Indeed, there is a deeper question here, in an era where supposedly democratic governments are trawling through our online communications with truly Orwellian invasiveness and our employers, apparently, are increasingly blurring the line between our public and our private lives and identities and intruding into – no, claiming inalienable rights over – the private sphere: are we not living, already, in an age of pervasive surveillance? If so, how come we are not making more of a fuss about it? Scared of who’s watching?
In a more minor key, is it not one of the ironies of our supposedly open societies, where celebrity and excess seemingly have burst through all the limits of propriety, that we should be at the same time such slaves to conformity? And that our employers (our employers! puleez!) should have become the self-appointed, secular high-priests of our political and moral correctness?
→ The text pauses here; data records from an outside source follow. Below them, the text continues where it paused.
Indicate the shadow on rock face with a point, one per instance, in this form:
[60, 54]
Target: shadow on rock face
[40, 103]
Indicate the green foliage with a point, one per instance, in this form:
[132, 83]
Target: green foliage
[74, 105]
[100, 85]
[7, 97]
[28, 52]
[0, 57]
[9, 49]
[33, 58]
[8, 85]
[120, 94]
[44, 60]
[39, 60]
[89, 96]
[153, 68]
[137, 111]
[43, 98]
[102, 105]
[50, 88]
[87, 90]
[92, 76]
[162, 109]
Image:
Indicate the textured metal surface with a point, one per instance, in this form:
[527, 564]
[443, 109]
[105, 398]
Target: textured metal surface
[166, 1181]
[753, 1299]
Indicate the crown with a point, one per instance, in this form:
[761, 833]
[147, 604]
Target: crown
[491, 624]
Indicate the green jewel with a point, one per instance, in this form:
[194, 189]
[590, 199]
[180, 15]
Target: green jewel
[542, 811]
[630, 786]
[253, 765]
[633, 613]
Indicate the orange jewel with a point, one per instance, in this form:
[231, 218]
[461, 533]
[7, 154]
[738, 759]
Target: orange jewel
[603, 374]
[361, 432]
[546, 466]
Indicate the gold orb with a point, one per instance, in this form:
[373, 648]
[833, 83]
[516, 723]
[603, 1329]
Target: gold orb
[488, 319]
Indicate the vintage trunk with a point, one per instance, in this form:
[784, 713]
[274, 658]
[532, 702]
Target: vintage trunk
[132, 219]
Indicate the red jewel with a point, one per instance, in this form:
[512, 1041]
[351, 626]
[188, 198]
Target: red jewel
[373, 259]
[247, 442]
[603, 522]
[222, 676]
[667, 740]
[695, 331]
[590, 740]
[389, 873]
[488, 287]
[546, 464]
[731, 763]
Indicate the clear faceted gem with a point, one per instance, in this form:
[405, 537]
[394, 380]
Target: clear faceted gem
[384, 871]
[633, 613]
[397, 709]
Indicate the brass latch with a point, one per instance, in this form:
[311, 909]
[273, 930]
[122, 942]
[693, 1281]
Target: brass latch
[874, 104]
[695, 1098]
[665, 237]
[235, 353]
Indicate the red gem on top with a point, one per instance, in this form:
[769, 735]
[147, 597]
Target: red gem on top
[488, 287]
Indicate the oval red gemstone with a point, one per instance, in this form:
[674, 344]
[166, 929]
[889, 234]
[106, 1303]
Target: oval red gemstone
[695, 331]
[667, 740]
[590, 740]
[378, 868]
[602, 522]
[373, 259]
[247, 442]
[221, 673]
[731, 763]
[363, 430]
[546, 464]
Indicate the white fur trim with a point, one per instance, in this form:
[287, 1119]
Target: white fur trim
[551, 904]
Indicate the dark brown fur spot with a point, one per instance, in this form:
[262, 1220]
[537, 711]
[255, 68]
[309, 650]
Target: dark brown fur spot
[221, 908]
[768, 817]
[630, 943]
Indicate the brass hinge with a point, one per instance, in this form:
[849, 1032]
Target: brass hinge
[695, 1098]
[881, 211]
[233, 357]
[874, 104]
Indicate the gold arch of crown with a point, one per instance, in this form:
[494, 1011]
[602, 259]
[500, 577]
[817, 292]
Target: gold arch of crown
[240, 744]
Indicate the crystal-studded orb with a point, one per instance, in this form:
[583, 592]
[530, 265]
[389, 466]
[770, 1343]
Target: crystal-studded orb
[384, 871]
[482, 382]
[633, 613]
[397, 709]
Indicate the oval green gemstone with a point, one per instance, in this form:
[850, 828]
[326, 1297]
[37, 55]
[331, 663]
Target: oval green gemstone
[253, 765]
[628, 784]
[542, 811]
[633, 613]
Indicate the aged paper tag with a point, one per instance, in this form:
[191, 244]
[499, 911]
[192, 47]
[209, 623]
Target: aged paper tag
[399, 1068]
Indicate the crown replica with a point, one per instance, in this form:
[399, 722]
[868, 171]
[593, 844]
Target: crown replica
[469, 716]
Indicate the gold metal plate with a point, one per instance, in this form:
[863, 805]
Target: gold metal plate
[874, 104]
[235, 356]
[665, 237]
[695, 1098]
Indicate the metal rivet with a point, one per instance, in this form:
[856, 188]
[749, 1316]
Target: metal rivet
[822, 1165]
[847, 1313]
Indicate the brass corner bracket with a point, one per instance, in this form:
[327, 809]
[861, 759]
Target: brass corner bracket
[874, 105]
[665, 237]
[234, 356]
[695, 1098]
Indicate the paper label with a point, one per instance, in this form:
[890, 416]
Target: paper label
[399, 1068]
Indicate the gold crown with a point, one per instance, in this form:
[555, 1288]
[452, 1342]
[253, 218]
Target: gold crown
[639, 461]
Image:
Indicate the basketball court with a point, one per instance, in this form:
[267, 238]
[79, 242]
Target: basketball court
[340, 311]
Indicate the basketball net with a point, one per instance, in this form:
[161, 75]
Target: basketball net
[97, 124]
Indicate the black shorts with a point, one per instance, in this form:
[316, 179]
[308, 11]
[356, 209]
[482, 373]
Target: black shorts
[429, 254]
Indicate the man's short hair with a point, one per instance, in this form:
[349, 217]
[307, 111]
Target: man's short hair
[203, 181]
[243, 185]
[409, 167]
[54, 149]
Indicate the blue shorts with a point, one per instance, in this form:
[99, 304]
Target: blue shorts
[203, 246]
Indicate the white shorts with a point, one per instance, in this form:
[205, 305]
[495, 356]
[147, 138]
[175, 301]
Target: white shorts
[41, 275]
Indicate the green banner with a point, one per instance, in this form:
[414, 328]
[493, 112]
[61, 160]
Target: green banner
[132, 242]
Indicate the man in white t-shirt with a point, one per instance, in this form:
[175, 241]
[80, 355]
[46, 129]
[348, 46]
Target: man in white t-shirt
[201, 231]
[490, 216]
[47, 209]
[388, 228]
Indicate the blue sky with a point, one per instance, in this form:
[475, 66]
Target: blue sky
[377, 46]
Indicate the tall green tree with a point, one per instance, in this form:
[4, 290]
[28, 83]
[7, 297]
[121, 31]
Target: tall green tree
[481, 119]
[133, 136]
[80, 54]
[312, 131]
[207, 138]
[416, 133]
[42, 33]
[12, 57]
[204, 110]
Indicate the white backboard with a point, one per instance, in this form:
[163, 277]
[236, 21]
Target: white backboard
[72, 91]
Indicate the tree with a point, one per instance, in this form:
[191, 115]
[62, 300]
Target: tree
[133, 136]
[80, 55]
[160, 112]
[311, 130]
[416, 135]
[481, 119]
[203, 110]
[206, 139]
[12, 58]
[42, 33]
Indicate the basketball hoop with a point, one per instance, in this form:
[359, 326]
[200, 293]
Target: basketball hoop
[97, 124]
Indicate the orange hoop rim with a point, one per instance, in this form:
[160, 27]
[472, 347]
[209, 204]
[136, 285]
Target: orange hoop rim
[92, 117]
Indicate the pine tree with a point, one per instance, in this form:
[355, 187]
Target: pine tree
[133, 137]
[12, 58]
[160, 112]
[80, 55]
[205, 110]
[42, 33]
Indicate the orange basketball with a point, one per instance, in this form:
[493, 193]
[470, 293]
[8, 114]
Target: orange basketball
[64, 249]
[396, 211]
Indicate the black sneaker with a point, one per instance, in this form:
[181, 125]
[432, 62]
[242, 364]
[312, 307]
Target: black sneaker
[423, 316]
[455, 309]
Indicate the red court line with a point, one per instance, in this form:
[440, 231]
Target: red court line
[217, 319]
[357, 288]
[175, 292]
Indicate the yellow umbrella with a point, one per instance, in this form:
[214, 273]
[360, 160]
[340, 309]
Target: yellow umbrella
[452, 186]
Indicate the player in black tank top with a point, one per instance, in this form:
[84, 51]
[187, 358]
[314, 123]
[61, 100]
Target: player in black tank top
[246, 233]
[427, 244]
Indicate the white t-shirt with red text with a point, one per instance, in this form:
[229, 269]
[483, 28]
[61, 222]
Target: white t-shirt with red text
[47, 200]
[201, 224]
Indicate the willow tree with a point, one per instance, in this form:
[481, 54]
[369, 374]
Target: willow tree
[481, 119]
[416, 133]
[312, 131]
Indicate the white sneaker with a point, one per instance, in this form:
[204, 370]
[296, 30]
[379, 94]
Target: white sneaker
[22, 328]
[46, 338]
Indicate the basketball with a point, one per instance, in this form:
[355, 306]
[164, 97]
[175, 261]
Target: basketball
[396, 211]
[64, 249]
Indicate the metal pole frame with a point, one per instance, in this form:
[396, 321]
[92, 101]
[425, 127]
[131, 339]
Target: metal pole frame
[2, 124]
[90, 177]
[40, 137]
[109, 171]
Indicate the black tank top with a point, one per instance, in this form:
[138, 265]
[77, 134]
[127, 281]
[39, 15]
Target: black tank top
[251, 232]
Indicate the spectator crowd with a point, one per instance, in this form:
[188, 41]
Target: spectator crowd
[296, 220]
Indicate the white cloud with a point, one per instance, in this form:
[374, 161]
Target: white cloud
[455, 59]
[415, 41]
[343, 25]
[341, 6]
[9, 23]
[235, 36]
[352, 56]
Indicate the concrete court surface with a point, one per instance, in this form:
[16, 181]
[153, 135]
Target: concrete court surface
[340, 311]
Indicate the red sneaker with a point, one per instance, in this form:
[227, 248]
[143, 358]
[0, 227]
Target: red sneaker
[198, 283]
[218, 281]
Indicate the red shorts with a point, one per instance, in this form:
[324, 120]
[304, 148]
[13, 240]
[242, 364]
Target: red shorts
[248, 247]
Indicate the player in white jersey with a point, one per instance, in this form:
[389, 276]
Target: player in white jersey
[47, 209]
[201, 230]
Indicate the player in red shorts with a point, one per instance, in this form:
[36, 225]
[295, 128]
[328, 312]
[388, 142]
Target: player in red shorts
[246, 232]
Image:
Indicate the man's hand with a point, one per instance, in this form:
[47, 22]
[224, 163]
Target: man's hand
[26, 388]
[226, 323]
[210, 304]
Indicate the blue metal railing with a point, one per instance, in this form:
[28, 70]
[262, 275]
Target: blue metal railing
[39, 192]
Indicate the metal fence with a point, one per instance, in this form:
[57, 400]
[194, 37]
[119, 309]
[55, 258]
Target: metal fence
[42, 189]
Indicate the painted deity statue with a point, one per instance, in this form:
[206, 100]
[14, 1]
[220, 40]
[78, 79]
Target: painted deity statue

Let Elizabeth Renzetti have the last word. ‘Perhaps [this is] the future. But a world in which you have to spend every waking moment as a billboard for your employer, parroting the exact same thoughts as all of your colleagues, is too much of a Metropolis world for me.’
Amen.
Oh yes well said glen and Renzetti – it is a conundrum though, James O’Connor star Australian rugby union player has been stood down indefinitely from the national side because he was drunk and disorderly at Perth airport and removed by the police, he was allowed o board a plane later though. I do not know the exact details, like was he wearing Wallaby gear at the time or whatever … However the media are having a go at him and the coach and it could be the end of his career in Australian rugby. Not good either for him or Australian rugby. Not his first time though. However he is 23, handsome and a star!! Complex issues I think.
Then there was the senior staff member at my previous university who was said to have moved into his office with his swag and was sleeping there at night. He was harshly judged by his colleagues – however the journey from there to his home on the Gold Coast was a long one and expensive. In some ways he was shunned into leaving. What do you think about all that/
Hmm, interesting problem, as you say! I guess I was concerned more about free speech, the problems of thought control and ubiquitous surveillance, etc. The question of public behaviour seems to me a slightly different one, in the sense that we should all be able to think as we like, but does that mean we can behave as we like?